Another problem Imbruce could face is a questionable transfer of assets at the beginning of the year. New Canaan town records show after Imbruce learned frustrated investors could try to attach his personal assets he moved his new $2.2 million home at 92 Turtleback Road into his wife’s name, Alana Imbruce, for only one dollar. The transfer was registered on February 9th 2012. An attorney familiar with the suit against Imbruce said a court could consider this fraudulent conveyance of assets and his wife could also be named as a defendant.

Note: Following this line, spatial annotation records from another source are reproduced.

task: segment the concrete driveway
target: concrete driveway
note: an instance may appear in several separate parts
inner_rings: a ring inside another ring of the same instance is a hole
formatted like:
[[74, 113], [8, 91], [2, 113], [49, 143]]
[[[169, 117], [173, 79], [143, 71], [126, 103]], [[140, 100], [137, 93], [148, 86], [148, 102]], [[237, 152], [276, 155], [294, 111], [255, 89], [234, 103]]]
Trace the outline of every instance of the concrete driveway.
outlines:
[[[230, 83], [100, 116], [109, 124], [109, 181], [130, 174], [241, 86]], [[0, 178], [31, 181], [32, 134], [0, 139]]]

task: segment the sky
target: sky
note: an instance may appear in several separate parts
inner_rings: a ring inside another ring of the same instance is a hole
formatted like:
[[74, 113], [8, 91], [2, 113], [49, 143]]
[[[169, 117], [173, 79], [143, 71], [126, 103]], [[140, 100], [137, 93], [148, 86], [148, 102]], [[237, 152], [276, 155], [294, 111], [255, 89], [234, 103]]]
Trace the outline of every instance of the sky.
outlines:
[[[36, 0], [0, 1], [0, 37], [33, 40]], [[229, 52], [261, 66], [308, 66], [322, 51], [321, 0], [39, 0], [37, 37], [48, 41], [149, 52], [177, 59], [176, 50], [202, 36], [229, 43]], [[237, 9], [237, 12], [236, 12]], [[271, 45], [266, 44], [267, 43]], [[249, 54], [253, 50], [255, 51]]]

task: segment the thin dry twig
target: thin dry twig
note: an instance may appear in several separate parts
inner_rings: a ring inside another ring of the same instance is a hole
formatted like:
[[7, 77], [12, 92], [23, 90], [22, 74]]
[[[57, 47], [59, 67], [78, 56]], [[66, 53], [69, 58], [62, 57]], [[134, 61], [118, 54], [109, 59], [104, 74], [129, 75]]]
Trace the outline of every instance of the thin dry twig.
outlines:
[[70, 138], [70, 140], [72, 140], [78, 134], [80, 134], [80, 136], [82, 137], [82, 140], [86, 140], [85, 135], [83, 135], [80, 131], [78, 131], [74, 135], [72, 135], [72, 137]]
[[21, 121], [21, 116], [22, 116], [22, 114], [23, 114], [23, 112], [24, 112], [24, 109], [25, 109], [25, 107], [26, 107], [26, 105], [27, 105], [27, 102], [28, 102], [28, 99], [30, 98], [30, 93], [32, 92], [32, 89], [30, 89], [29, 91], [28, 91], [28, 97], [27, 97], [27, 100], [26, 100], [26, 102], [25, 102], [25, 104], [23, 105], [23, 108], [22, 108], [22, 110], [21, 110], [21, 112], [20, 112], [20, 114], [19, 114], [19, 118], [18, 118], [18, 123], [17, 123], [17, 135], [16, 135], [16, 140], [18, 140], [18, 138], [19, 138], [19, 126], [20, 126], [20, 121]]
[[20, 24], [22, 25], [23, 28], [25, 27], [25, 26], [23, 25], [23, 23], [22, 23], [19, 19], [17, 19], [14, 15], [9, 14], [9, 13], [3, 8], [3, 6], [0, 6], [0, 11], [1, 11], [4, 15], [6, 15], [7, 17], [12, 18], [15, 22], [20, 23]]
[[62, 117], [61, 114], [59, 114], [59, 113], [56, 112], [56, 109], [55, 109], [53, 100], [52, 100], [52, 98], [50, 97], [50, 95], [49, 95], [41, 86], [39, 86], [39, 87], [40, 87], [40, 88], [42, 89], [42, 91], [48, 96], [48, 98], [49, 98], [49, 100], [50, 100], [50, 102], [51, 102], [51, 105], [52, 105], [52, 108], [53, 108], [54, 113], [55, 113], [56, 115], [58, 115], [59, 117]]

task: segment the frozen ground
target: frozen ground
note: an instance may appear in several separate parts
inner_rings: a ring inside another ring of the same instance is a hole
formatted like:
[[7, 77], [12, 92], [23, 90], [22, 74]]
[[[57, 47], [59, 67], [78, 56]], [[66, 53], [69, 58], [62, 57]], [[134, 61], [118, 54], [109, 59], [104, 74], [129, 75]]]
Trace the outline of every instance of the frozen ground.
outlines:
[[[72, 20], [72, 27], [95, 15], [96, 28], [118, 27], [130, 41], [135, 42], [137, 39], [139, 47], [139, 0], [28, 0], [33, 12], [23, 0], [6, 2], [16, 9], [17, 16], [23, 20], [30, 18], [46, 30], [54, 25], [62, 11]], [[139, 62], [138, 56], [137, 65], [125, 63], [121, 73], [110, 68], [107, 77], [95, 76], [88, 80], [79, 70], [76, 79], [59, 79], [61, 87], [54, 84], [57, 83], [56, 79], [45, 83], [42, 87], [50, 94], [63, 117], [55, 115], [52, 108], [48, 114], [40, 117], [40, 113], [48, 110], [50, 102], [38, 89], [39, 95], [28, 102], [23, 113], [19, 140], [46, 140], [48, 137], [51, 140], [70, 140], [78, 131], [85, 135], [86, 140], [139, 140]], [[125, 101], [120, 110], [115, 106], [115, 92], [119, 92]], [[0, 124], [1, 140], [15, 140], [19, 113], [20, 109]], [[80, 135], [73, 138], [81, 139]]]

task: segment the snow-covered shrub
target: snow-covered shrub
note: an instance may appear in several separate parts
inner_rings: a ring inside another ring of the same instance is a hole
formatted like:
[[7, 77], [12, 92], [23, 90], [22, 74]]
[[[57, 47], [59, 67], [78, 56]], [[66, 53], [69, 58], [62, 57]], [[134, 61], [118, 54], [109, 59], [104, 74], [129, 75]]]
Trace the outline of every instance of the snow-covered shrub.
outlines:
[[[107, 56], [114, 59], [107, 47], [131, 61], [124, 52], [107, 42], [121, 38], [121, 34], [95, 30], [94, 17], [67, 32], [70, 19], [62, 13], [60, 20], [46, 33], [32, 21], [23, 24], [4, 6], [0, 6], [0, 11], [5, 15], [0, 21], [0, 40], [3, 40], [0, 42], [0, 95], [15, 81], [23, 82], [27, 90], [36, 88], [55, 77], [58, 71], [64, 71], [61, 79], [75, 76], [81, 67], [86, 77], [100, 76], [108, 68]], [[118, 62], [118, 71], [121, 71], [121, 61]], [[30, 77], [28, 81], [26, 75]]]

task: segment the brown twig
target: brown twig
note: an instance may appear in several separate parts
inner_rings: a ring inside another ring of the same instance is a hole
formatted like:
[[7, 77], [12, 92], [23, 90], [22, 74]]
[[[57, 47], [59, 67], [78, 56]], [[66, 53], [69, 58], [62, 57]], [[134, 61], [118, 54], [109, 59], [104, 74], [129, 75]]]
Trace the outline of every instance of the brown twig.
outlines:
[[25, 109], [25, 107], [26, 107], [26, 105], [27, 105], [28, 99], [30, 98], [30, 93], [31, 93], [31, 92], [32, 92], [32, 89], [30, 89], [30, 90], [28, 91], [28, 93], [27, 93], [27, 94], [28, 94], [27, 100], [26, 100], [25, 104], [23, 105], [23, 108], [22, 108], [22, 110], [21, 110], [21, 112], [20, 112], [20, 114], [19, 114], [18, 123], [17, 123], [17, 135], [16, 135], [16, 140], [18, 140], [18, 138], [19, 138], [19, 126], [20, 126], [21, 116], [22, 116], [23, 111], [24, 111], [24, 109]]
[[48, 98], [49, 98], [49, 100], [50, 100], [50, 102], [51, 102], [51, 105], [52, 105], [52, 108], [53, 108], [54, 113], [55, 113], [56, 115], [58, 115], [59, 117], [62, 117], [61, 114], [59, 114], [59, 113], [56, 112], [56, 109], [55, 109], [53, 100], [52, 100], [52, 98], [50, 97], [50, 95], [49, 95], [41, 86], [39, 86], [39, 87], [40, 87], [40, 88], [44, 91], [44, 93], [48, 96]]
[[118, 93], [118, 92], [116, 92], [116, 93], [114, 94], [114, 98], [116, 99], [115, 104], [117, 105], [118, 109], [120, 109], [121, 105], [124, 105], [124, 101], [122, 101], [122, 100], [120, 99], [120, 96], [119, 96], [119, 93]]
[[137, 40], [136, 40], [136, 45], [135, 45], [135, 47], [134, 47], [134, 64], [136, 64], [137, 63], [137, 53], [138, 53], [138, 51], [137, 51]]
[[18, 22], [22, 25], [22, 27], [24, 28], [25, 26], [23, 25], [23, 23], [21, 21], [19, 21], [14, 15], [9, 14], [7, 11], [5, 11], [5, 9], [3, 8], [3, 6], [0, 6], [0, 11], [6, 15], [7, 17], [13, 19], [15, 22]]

Of course Imbruce investors like New Canaan’s William Mahoney, Brad Higgins, and an Irish family fund, SOSventures, could have done a FINRA broker check before they forked over millions to this hedgie with a troubled past. Hopefully he doesn’t use his boat, Joyride, to sail away before the court awards them some restitution.

Editors Note: For you investors who follow tech companies and think the name Imbruce sounds familiar – Greg’s brother is Doug Imbruce a Silicon Valley star and the founder of Qwiki. A company TechCrunch Disrupt first highlighted at an investor event in 2010.

UPDATE: William P. Mahoney died in his New Canaan home on April 30th from cancer at the age of 55. He was a great friend to many in the investment world and a wonderful family man. He will always be remembered for his generous spirit and love of life.